Individuals who own or inherited certain kinds of retirement accounts must distribute RMDs before December 31, 2024. Those who turn age 73 in 2024 must take their first RMD, which can be delayed until April 1, 2025. This will result in two RMDs in 2025. RMDs are subject to income tax in the year of distribution. Those who inherit retirement accounts may need to take RMDs in the year inherited. The federal penalty tax for failing to take RMDs on time is 25% of the RMD amount and may be adjusted to 10% of the RMD amount if the error is corrected in a timely manner.
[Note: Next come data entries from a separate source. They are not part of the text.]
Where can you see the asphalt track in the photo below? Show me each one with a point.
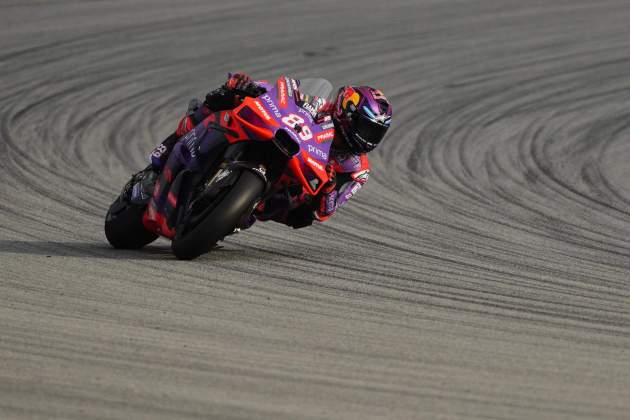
(482, 273)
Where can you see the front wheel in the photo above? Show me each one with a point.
(234, 206)
(123, 223)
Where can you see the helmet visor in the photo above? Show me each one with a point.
(368, 130)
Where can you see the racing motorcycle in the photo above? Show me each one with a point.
(221, 170)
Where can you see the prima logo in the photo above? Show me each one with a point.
(318, 152)
(263, 110)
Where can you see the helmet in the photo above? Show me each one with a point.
(361, 116)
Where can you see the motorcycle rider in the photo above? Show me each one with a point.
(361, 116)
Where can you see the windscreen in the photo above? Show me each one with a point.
(316, 87)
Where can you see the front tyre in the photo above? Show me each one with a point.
(222, 220)
(123, 225)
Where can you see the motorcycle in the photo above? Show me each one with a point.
(218, 173)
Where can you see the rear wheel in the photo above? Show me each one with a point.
(228, 212)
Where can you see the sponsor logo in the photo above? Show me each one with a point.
(159, 151)
(310, 109)
(327, 126)
(262, 110)
(271, 105)
(221, 175)
(315, 163)
(305, 112)
(289, 88)
(190, 140)
(282, 93)
(318, 152)
(325, 136)
(361, 176)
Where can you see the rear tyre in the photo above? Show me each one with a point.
(123, 225)
(227, 215)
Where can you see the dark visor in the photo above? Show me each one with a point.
(368, 130)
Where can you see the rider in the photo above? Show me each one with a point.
(361, 116)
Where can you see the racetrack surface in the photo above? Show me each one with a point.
(483, 272)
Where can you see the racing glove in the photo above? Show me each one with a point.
(326, 200)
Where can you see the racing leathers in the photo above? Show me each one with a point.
(290, 206)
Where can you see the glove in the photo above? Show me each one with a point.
(241, 82)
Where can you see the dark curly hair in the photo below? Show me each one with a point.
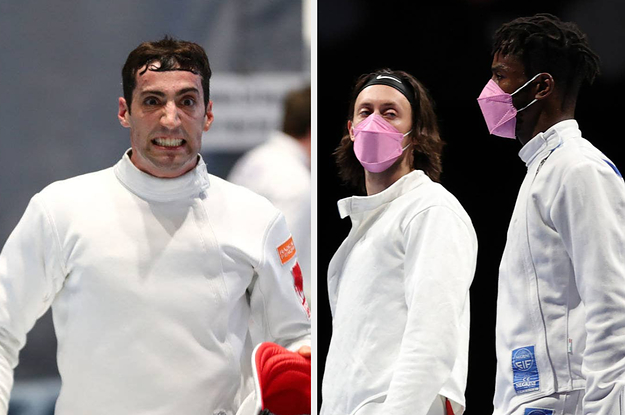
(427, 143)
(544, 43)
(172, 55)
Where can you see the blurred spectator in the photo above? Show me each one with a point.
(279, 170)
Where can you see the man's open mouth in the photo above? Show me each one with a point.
(168, 142)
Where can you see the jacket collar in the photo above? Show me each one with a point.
(548, 140)
(157, 189)
(359, 204)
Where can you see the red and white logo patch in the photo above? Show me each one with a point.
(286, 251)
(298, 283)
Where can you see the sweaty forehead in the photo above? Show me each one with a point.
(381, 95)
(167, 81)
(509, 63)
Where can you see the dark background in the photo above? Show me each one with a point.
(446, 45)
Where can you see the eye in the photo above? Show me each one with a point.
(150, 101)
(188, 102)
(391, 114)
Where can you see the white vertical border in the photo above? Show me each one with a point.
(309, 10)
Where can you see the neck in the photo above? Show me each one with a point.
(377, 182)
(546, 119)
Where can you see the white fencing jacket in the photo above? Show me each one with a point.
(152, 283)
(279, 170)
(561, 303)
(399, 295)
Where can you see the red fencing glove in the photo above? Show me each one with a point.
(282, 380)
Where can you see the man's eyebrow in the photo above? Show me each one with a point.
(187, 90)
(153, 92)
(162, 94)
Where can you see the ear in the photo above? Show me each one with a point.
(350, 129)
(208, 116)
(546, 86)
(122, 113)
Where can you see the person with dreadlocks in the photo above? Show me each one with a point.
(399, 283)
(561, 299)
(152, 267)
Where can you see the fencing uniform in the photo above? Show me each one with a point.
(399, 294)
(152, 283)
(279, 170)
(561, 303)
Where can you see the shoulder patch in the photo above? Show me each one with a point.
(286, 250)
(524, 370)
(537, 411)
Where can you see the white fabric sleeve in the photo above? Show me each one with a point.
(589, 215)
(28, 264)
(440, 261)
(277, 304)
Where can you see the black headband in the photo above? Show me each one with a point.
(394, 82)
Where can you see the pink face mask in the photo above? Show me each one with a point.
(377, 144)
(498, 110)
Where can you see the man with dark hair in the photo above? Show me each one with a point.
(279, 170)
(153, 267)
(561, 301)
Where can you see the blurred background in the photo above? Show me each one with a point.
(446, 44)
(60, 77)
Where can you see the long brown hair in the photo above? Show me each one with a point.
(427, 143)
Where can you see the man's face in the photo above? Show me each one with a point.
(509, 73)
(387, 102)
(166, 122)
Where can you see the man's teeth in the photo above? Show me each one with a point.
(168, 142)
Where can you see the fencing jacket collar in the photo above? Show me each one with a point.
(358, 204)
(157, 189)
(544, 143)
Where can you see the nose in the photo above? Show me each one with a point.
(170, 118)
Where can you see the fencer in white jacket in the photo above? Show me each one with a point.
(153, 267)
(561, 301)
(399, 283)
(561, 304)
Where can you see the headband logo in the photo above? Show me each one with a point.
(388, 77)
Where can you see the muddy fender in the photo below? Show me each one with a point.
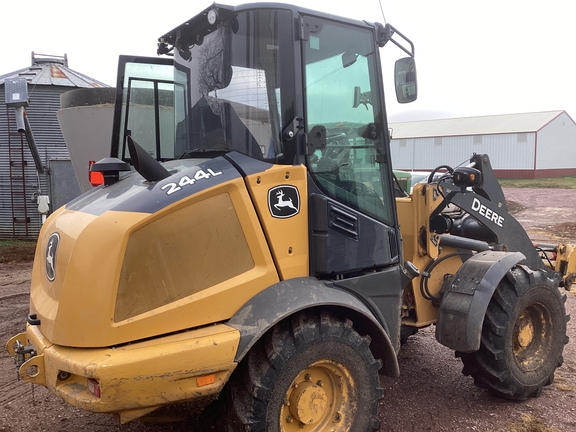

Offer of SEC Disclosure Documents (ADV Part 2A):
The U.S. Securities and Exchange Commission (SEC) requires us to send each advisory client a written offer to deliver Form ADV Part 2A once per year. There are material changes to our fee schedule filed September 2024. To request a full copy of the ADV Part 2A, e-mail AAA@AndrewsLLC.com, call 808-521-4015, or write to Andrews Advisory Associates, LLC, 1188 Bishop Street #1808, Honolulu, HI 96813. You may also find the information on the SEC website, Investor.gov.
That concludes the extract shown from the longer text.